Выбрать главу

Басманов болезненно сморщился:

— На Гузия у тебя надежды невелики. Нет его. Сволочь, покончил с собой. В камере. Не уберегли.

— Выговором отделался?

— Выговорякой. Строгим.

Удар был чувствительным. Он хотел потребовать нового допроса Гузия. Он знал, что Басманов, который наблюдал за делом Павлюка и Гузия, не так просто и отдаст его в руки нового правосудия. Чем же думали раньше? Если Павлюк точно сказал, что Гузий когда-то убил молодую женщину, шедшую из бани, изнасиловав ее перед этим, то почему же не было доведено это хотя бы до Гордия? Один город. Один суд. Дмитриевского приговаривают тоже вначале к расстрелу. Потом ему расстрел заменяют одиннадцатью годами… А Павлюк рассказывает, что Гузий изнасиловал и убил еще одну девушку!

Он нащупал машинально в боковом кармане блокнот, нашел номер телефона Мирзояна. Долго гудок вызывал его.
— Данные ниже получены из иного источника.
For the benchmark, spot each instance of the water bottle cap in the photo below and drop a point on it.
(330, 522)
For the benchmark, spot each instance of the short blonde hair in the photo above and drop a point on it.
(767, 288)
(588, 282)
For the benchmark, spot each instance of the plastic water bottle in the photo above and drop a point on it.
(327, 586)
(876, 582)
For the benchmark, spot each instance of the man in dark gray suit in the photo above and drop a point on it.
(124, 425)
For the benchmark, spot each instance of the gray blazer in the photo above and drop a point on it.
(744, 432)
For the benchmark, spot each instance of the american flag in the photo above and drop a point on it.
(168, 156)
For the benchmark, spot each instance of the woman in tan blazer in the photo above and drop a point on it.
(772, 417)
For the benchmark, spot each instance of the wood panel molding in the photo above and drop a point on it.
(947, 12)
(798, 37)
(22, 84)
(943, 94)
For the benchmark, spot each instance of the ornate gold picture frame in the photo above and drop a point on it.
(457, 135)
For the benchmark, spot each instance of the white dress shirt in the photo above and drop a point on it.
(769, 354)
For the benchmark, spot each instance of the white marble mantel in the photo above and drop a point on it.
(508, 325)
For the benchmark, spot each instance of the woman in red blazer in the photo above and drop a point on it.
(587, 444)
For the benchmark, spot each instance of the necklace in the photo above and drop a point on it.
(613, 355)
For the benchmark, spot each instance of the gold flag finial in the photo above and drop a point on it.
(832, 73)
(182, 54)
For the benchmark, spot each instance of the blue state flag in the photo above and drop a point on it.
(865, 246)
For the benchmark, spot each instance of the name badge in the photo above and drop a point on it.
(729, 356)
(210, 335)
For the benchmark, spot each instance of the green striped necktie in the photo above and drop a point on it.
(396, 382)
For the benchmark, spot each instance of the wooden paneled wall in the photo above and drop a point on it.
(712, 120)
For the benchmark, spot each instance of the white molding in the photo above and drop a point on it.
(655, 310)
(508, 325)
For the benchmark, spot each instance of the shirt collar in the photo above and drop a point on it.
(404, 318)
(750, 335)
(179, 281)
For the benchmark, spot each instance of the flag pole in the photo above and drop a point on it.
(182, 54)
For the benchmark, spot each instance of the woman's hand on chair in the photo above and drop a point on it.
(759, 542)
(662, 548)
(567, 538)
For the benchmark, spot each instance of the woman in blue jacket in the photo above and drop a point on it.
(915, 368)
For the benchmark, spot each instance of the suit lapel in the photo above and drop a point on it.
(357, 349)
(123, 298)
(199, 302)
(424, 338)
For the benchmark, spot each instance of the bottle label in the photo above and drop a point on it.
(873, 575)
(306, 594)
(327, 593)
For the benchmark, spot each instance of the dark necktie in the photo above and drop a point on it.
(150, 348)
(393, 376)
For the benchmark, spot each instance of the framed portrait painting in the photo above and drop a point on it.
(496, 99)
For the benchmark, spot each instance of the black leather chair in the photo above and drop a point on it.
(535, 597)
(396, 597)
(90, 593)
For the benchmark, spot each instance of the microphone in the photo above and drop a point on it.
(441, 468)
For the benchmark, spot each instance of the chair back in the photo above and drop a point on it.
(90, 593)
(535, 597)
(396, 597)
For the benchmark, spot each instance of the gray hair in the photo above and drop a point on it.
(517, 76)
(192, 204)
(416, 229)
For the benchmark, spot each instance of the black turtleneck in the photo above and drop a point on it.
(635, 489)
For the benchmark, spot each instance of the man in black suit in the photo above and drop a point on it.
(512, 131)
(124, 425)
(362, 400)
Но — молчание.

«А этот лопух сидит и терпит», — проскрипел Гордий зубами, повесив трубку.

Усталость брала свое. «Надо поесть», — подумал он, вспомнил, однако, что ел у Басмановых. Но обиженно насупился: лучше бы я не ел у тебя! В какой-то степени он винил во всем теперь и Басманова. Что так получилось с Дмитриевским.

Расположился в столовой. За столиком, где сидел мужчина лет сорока. Он взглянул на него. Мимоходом этак. Но мужик сказал:

— Давай помоги… — кивнул на бутылку. — И приглядись!

— Волков?!

— Именно! Я самый и есть… Может, по этому случаю, а?

— Не надо, Волков. Неужели и так плохо? Свидились, видишь, на свободе.

— Да мне-то неплохо! Ты ведь меня тогда спас. Только ты и верил, что я не такой и сволочной.

— Вы тогда все брали на себя.

— Ты и догадался! Остальные… Им что? Главное — признается. И все такое прочее. Чего еще, мол? Лишнее все! Заседать, голосовать! А ты… Ты самый для меня дорогой человек был и есть. Я тебе ни рубля не дал…

Гордий сморщился:

— Ну зачем? Неужели вы думаете, что от этого… многое зависит?

— Именно от этого! Не будь ты наивняком!

— Но вы же для меня… Ну были тогда человеком! Ведь защита…

— Это, может, один раз и было. Везде же по-другому. Везде — взятки!

— Неверно! — воскликнул Гордий. — Неверно! Я знаю сотни моих товарищей… Только — истина! Поверьте, большинство честные.

— Святые вы тогда. И это так, отец! Но что это для нас главное можешь не сомневаться. Я по тебе потом и жизнь примерял. Я всем — а прежде себе! — говорил: врете, самое главное правда! Таков он, человек наш. Он терпит, мучит себя, а правда для него — все. Я там таких знатоков видел, тоже есть чистые. Они мне то же самое. И хорошо, что я тебя опять встретил. Ты еще работаешь?

— Да. Потихоньку.

— И работай. Не уступай! Я что хочу сказать… Про этих, иных молодых! Их жареный петух в одно место не клевал. Все далось легко. Не знают, как плохо устроен человек в своем нутре. Им кажется, что только скажи и все должно быть по ихнему. Э-э, не так это! Сложно! Порой-то вообще — непонятно. Я вот теперь слесарь. Скажу, высокого разряда. А рядом со мной живет гражданин, в утильсырье копается. Иногда на рыбалку берет меня. Я ем там колбаску за двадцать копеек, а он — за девяносто, а то и рубль. Хата у него — дворец. А моя половина — маляр высокого разряда, себе — некогда, а ему — художественно… По правде это? В последний раз говорит мне этот хмырь: «Давай ко мне!» Сколько, говорю, дашь? Ну поначалу, отвечает, — пару червонцев в день.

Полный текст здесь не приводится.